Les PME, qui représentent une grande partie du tissu économique suisse, ont l’avantage d’être agiles, réactives et proches de leurs client·e·s. Cependant, elles disposent effectivement de moyens limités pour entamer une telle transition. Cela dit, plusieurs PME sont déjà, actuellement, engagées dans des initiatives durables, et leur expérience pourrait servir d’exemple.
Vous parlez de virage dans l’économie, est-ce que la Suisse forme sa jeunesse à ces enjeux ?
Absolument. La HES-SO, comme la plupart des hautes écoles, cherche à intégrer ces thèmes dans les enseignements et les projets de recherche. Dans ma pratique à la Haute école de gestion Fribourg, je constate que ces questions font partie des préoccupations des étudiant·e·s.
Dans quelle mesure l’innovation technologique et les pratiques durables pourraient-elles contribuer à atteindre les objectifs de l’initiative tout en soutenant la croissance économique ?
L’innovation est essentielle pour relever ce défi. La Suisse dispose d’un écosystème favorable avec des institutions académiques de pointe. Cependant, l’initiative impose des contraintes de temps qui pourraient freiner les avancées, car la recherche et le développement demandent du temps. Pour accélérer ce processus, il pourrait être intéressant d’introduire des incitations fiscales pour les entreprises innovantes.
L’initiative mentionne la nécessité de tenir compte de l’acceptabilité sociale des mesures. Comment concilier les exigences environnementales avec les attentes et besoins de la société suisse ?
Ce texte aurait des conséquences sur l’emploi et le coût de la vie. Nous nous trouvons dans un contexte économique plutôt morose pour amener ce genre de questions. La population est préoccupée par les questions liées au pouvoir d’achat et à la hausse des primes des assurances-maladie faisant passer les questions environnementales au second plan, ce qui pourrait peser sur l’acceptation du texte. Cela malgré le fait que l’initiative propose des mesures de compensation, mais elles manquent de précision et de garanties concrètes.
Le Conseil fédéral préfère s’appuyer sur les dispositions légales actuelles et les processus législatifs en cours. En quoi ces alternatives diffèrent-elles de l’approche proposée par l’initiative ?
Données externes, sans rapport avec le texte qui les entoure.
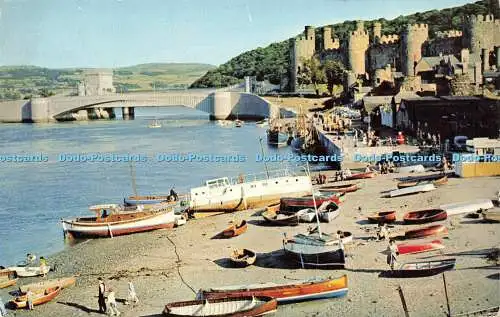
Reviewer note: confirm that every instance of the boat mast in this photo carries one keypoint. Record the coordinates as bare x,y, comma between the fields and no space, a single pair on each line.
314,201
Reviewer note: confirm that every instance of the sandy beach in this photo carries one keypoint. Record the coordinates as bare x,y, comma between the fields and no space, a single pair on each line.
171,265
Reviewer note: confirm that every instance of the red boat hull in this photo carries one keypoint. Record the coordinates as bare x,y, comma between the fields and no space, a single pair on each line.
419,248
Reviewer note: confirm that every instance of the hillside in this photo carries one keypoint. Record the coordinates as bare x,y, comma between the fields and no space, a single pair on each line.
24,81
271,61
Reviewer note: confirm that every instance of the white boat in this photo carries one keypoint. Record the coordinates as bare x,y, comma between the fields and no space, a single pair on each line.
467,206
248,191
111,220
411,169
412,190
29,271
Les dispositions actuelles sont fragmentées et peu contraignantes. Le Conseil fédéral n’a pas proposé de contre-projet, ce qui est regrettable car cette initiative met en lumière l’urgence climatique. Si elle a peu de chances d’être acceptée, elle a au moins le mérite d’alimenter le débat public.
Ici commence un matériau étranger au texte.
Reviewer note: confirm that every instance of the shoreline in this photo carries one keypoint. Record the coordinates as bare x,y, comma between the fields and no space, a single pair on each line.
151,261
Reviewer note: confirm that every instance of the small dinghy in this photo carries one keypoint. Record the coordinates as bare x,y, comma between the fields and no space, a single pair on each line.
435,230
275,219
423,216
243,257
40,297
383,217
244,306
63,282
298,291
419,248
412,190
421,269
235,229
Existe-t-il des exemples d’autres pays ayant mis en place des politiques similaires, et quels enseignements la Suisse pourrait-elle en tirer ?
La Suède vise la neutralité carbone pour 2045 et les Pays-Bas visent un objectif de réduction des émissions de gaz à effet de serre de 55 % d’ici 2030, par rapport à 1990. Il semble que, dans ces deux pays, cela fonctionne avec un soutien gouvernemental et à l’innovation et des mesures contraignantes.